The team and fans of the Forever television series have impressed me greatly with their graceful and dignified reaction to ABC's cancellation of the show. Show star Ioan Gruffudd's humble and appreciative online letter to fans following his receipt of the news demonstrated a level of class I had begun to think was out of fashion. Despite his disappointment at the loss of a role he obviously loved, he took time to be gratfeul for the short-lived opportunity and loyal fan support.
My cursory search has identified at least four online venues that noted the heart-felt missive while also commenting that some of the shows the network retained had no better ratings and significantly smaller and less devoted followings. Forever fans have initiated a campaign to find a new champion to pick up the show. I wish them well, and support their efforts.
I think one reason Forever was a slow-starter with regard to ratings had to do with the number of pitfalls to which it was prone. It succumbed, however, neither to the how-does-Henry-die-this-week nor the immortal-hero-versus-immortal-villain cliches. Instead, it developed gentler threads to explore the other consequences of Henry's immortality, such as the knowledge and wisdom he had gained during the course of several lifetimes and how he managed to use and explain it.
More than average fare
Forever proved to be an entertaining crime drama while enriching the offering with subtle emotional and intellectual content more than exaggerated suspense and depravity. It explored the relationship between Henry and his adopted son, who knows his secret. It explored and developed, within unusually realistic time frames and circumstances, his relationships with his subordinates and coworkers, who do not know his secret. It examined Henry's outlook on life, which was developed in one time period and culture but honed in succeeding ones, and how Henry influences those around him. The finale episode was masterful. It tied up major plotlines and drew just enough parallels with the pilot to set the stage for future developments.

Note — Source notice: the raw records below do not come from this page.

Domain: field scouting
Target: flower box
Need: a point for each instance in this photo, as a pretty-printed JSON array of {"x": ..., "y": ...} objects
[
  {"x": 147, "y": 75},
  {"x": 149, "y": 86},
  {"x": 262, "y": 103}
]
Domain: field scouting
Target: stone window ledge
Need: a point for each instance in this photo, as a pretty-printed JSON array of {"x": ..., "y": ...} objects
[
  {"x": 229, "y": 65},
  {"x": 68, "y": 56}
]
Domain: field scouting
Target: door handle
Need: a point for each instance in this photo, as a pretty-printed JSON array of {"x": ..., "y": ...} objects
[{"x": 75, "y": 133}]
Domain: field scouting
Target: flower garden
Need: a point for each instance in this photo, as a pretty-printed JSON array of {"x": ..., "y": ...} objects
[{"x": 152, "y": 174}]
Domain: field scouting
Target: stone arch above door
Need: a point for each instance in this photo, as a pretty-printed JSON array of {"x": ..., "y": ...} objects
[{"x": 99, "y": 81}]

The casting is perfect. The team members obviously work well together and understand the part each person plays. They have demonstrated they understand the richness the series premise offers and know how to develop it and bring it to life. In short, Forever offers more than the average, overworked series storylines. May it have its second chance with a sponsor who understands the worth both of the series and of the talent and dedication that make it.